Trapped in the hands of laziness even while you strongly desire to be active and work for your thoughts and ideas? Is that a mindblock or pure laziness once in a while? And finally the time anxious person in you becomes guilt ridden for draining your time and day?
No worries at all, you are not alone there if you fail to overcome the futile pleasures of lazy moments.
Personally, I have such times distracting me from self promises. In fact I was actually thinking on this now, why am I losing that energy to motivate myself. I am not actually tired physically, but I cannt get myself focused on my tasks at this moment. Although such moments happen once in a while only, I feel that I should think on the same now. After all it has been a long since I posted anything here (and yes, writing could recharge me, I hope).
So what could be that reasons for laziness or mind block? Just give a thought..
- Are you feeling hurt.. lacking emotional support and care?
- Are you tired or bored.. aftereffects of a hectic living mode or a little uninspired?
- Or is that just an escape mechanism .. to avoid something?

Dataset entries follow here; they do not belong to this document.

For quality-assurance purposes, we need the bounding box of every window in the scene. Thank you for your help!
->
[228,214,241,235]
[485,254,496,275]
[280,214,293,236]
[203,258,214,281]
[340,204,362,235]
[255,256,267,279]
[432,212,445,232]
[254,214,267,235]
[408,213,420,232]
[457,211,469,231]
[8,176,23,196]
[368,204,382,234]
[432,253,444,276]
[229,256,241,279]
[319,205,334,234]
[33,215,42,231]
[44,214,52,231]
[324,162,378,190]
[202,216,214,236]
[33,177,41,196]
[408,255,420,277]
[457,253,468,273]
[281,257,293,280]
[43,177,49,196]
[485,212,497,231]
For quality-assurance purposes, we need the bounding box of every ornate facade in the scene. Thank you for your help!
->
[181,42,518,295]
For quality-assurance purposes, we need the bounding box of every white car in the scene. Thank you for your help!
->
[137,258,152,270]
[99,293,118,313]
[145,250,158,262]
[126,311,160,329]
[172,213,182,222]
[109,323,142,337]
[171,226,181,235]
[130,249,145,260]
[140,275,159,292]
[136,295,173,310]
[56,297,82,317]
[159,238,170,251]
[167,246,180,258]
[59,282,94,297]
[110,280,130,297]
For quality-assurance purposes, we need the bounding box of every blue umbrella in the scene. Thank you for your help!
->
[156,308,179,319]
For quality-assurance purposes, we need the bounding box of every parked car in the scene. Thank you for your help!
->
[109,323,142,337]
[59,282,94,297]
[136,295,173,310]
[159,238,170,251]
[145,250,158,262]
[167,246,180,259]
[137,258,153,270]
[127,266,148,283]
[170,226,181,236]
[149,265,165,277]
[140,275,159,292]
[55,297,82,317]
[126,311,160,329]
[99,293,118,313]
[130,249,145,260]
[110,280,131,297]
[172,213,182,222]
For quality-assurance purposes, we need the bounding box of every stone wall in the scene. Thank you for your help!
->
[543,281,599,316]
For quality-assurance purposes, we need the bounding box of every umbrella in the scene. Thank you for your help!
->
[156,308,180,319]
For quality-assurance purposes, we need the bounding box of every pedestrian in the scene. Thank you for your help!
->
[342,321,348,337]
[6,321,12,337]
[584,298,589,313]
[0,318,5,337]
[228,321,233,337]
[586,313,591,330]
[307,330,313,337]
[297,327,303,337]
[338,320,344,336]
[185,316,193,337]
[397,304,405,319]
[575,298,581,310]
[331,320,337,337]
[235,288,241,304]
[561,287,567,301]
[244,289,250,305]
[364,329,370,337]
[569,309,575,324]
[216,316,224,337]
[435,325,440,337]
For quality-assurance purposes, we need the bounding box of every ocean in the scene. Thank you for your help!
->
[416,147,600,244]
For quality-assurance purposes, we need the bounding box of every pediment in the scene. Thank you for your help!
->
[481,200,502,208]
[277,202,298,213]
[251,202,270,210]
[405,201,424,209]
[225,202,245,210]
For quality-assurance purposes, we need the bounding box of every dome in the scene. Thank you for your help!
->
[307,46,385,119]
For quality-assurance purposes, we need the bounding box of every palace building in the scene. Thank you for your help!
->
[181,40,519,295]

Thinking, why would one try to find out the reasons behind akrasia? You must, because the solutions are dependent on your whys.

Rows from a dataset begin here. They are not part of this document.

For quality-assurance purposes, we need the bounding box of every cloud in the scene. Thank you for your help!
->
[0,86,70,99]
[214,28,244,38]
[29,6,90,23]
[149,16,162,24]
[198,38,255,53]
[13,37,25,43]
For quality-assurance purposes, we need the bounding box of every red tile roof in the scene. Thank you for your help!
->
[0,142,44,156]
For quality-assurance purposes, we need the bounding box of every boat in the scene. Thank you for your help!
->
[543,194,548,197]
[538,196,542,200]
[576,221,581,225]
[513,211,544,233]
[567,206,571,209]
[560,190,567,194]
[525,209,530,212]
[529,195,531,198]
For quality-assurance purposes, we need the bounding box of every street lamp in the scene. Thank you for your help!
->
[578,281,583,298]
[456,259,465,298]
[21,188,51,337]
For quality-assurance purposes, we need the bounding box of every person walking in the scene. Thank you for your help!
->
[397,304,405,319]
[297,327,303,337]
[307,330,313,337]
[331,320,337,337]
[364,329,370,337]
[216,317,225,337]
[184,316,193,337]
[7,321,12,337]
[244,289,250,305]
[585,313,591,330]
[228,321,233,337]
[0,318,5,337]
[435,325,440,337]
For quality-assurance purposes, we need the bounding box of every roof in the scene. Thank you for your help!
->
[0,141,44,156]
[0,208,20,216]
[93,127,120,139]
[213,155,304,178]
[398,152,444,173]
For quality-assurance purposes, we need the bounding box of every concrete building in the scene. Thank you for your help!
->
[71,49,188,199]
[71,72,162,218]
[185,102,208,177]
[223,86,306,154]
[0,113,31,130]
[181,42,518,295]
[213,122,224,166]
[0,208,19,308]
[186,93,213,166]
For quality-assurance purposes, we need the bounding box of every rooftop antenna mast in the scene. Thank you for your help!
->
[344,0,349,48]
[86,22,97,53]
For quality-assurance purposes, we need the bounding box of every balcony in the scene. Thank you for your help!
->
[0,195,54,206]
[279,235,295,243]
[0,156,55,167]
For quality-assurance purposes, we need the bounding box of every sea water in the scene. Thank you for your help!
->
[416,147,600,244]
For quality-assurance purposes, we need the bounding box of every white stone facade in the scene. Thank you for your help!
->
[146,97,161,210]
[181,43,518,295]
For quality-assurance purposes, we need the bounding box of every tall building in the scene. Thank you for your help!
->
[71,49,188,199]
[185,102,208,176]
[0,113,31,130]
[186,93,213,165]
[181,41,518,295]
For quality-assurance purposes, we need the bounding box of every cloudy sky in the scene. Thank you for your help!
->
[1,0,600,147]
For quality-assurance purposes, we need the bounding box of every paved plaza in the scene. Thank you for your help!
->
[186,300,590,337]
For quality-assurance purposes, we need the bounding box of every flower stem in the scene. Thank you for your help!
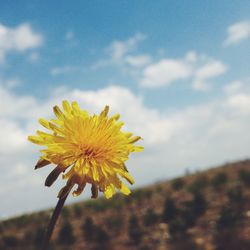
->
[42,193,69,250]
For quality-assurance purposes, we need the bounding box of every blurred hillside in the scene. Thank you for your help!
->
[1,159,250,250]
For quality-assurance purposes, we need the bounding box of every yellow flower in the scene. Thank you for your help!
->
[28,101,143,199]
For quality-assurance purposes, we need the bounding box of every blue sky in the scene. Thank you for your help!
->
[0,1,250,218]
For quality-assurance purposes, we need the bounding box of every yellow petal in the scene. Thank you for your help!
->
[104,185,115,199]
[100,105,109,118]
[120,170,135,185]
[91,163,99,181]
[28,101,143,200]
[111,114,120,121]
[39,118,50,130]
[62,100,72,115]
[53,105,65,120]
[120,183,131,195]
[129,136,141,143]
[72,101,81,114]
[133,146,144,152]
[28,136,44,145]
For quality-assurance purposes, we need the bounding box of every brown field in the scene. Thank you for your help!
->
[1,159,250,250]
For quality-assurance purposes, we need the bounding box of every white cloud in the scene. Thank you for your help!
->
[0,119,28,154]
[195,60,227,79]
[140,58,192,87]
[108,33,146,61]
[0,77,21,89]
[125,54,152,67]
[0,23,43,62]
[223,80,243,94]
[140,52,227,90]
[227,93,250,114]
[224,20,250,46]
[193,60,228,91]
[93,36,227,91]
[0,84,37,119]
[91,33,149,71]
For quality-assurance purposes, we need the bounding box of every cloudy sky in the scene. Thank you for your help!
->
[0,1,250,218]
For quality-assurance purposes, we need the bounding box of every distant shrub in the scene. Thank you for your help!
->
[213,195,250,250]
[227,186,244,205]
[214,230,250,250]
[84,199,108,212]
[108,196,125,209]
[216,205,242,231]
[176,193,206,230]
[126,188,151,204]
[144,189,153,200]
[61,206,71,219]
[82,216,95,241]
[57,221,75,245]
[104,215,124,233]
[95,226,110,244]
[169,235,201,250]
[171,178,185,191]
[130,189,148,201]
[33,227,45,246]
[73,203,83,217]
[178,204,196,228]
[13,214,31,227]
[34,211,50,225]
[143,208,158,227]
[2,235,19,247]
[192,192,207,216]
[0,222,4,234]
[211,172,228,189]
[187,175,208,194]
[238,169,250,186]
[155,185,163,193]
[128,215,143,245]
[162,197,178,223]
[168,217,187,236]
[22,229,33,246]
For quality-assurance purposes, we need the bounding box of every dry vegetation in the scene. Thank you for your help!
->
[1,159,250,250]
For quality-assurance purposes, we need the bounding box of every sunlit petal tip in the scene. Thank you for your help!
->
[133,146,144,152]
[129,136,142,144]
[38,118,50,129]
[62,100,71,113]
[120,183,131,196]
[71,101,81,113]
[116,121,124,128]
[28,135,43,145]
[104,185,115,199]
[112,114,120,120]
[124,132,133,138]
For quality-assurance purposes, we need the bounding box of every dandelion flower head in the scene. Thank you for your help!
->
[28,101,143,199]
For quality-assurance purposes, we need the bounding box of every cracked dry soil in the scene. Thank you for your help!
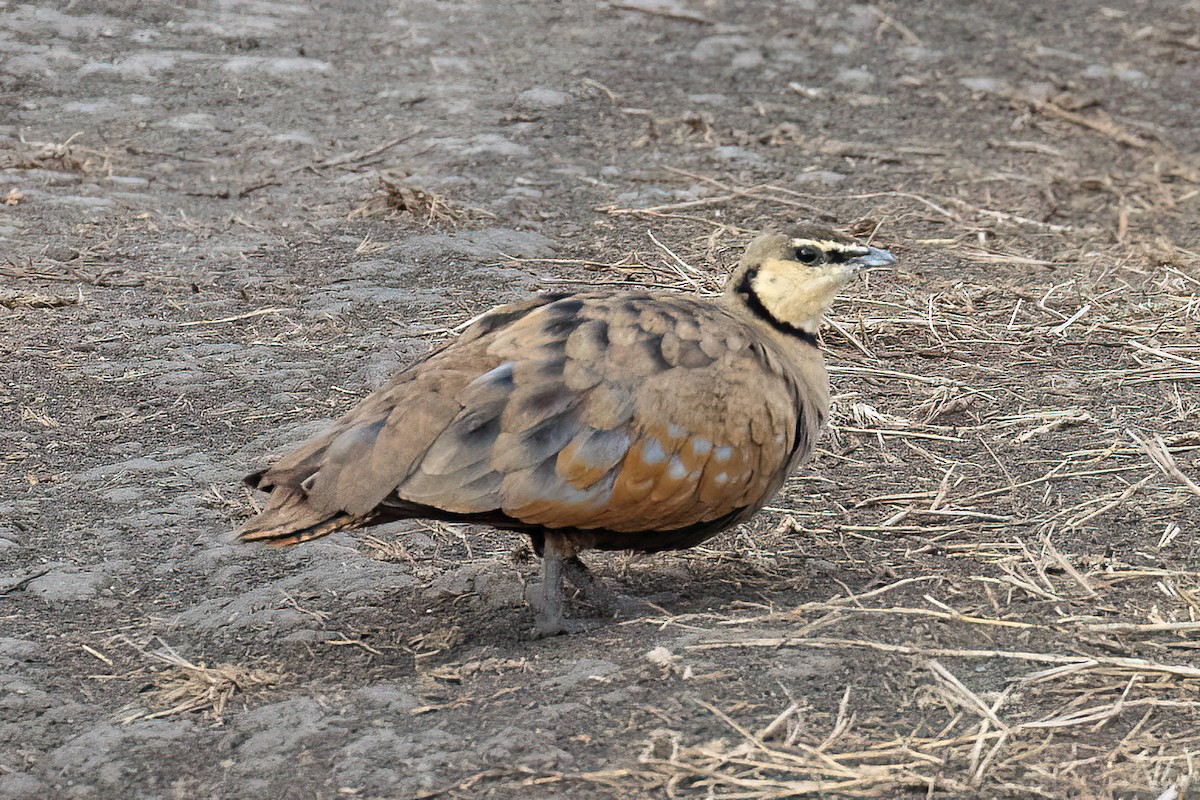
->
[3,1,1200,798]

So if you are feeling hurt, believe “This moment will also pass on”. I know it’s not at all a thought which one can digest at the moment of distress. So feed it in your brain in advance.
If you are tired or bored, definitely you need to turn on your resting mode. Just take a break from what you are doing and think if there is something better awaiting you. Relax and relax.. And have a proper plan to get back to your work also.

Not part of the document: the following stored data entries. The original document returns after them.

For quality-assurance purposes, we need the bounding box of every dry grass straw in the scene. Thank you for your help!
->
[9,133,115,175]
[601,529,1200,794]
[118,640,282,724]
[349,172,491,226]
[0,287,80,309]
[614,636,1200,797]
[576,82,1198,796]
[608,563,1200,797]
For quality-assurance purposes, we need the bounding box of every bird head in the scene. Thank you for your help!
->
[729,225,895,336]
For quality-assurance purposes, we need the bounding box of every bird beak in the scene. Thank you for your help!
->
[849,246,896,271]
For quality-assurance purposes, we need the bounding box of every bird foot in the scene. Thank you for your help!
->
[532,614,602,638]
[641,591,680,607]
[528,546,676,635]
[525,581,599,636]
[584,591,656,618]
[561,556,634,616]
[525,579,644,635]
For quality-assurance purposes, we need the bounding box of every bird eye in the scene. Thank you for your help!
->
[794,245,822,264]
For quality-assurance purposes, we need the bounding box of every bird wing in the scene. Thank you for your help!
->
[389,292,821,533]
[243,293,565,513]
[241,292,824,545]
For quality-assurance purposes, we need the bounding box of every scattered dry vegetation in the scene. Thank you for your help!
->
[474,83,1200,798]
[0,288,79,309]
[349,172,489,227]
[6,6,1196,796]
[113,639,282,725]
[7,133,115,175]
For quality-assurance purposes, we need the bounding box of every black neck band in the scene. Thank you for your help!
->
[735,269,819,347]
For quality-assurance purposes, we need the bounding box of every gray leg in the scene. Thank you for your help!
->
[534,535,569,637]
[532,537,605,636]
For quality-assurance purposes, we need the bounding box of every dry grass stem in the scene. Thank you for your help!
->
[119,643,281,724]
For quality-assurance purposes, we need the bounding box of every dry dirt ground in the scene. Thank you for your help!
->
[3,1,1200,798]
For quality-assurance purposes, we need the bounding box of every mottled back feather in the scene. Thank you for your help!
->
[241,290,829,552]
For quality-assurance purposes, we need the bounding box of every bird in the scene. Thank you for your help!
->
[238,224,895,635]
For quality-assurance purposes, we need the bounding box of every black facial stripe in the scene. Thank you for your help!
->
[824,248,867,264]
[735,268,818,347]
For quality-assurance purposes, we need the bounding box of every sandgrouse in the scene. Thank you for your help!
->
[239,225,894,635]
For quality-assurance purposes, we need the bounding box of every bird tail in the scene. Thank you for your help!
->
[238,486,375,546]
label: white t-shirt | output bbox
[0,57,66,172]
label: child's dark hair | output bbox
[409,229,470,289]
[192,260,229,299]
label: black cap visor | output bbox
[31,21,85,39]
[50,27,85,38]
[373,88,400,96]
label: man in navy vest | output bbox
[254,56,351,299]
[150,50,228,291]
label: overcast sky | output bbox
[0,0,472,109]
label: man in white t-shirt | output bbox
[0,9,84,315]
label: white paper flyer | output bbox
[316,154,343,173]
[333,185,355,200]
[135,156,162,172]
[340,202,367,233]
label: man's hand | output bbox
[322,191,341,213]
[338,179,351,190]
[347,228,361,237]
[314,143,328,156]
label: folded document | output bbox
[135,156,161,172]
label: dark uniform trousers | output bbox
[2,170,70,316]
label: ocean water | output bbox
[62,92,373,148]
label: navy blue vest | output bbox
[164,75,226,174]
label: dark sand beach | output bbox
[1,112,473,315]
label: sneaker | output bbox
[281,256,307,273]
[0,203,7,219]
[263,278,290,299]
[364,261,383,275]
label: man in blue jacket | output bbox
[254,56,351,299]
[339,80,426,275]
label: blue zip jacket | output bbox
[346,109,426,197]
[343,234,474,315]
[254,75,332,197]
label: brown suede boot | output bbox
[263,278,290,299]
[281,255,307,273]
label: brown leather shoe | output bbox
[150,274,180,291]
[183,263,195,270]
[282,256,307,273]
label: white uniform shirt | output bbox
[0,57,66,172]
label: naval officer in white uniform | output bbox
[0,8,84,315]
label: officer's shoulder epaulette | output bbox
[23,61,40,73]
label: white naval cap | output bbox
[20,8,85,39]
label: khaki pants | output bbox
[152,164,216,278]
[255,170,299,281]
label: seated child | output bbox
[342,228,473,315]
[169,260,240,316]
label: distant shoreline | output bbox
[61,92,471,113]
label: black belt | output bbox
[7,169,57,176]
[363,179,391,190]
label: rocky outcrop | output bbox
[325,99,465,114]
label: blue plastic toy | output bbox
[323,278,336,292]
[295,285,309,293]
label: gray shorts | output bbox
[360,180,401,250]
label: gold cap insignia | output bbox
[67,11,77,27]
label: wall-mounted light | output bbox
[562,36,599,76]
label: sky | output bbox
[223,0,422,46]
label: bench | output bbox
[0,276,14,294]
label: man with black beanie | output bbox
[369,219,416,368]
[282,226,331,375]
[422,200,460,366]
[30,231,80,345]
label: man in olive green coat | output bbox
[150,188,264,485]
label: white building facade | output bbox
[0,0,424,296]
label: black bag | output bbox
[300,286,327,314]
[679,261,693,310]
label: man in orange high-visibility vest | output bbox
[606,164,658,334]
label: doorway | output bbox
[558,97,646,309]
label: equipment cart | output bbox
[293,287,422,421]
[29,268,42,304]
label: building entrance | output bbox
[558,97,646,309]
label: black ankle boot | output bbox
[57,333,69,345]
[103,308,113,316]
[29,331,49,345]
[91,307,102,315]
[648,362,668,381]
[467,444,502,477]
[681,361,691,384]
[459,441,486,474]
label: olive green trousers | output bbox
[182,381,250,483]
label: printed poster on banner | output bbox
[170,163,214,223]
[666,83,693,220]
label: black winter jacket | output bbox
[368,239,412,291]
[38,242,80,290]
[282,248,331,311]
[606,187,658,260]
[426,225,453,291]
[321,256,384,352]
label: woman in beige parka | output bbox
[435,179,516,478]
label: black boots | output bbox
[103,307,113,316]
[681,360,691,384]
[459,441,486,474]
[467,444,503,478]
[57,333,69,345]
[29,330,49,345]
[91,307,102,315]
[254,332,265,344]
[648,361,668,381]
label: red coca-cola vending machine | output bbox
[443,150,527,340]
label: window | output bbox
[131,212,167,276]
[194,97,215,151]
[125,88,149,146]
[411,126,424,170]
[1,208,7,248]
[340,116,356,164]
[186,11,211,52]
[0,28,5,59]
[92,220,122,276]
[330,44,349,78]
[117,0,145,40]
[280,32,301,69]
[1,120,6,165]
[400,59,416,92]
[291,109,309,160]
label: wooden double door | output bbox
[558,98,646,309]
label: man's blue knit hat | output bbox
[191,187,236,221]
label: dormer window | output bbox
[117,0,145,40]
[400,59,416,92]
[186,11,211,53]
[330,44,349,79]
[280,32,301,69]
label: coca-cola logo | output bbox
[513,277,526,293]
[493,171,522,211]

And now finally, if you feel it to be an avoidance mechanism, I assure you that you are being consumed slowly by that laziness parasite. Though I meant it a bit sarcastic, never ever let it eat you away fully because it’s just a false illusion giving you momentary pleasures and soon you will fall in the well of regret causing missed opportunities.
So yes, now I know what makes me lazy. I need a break for sure. A full dedicated break without even a book in my hand while resting.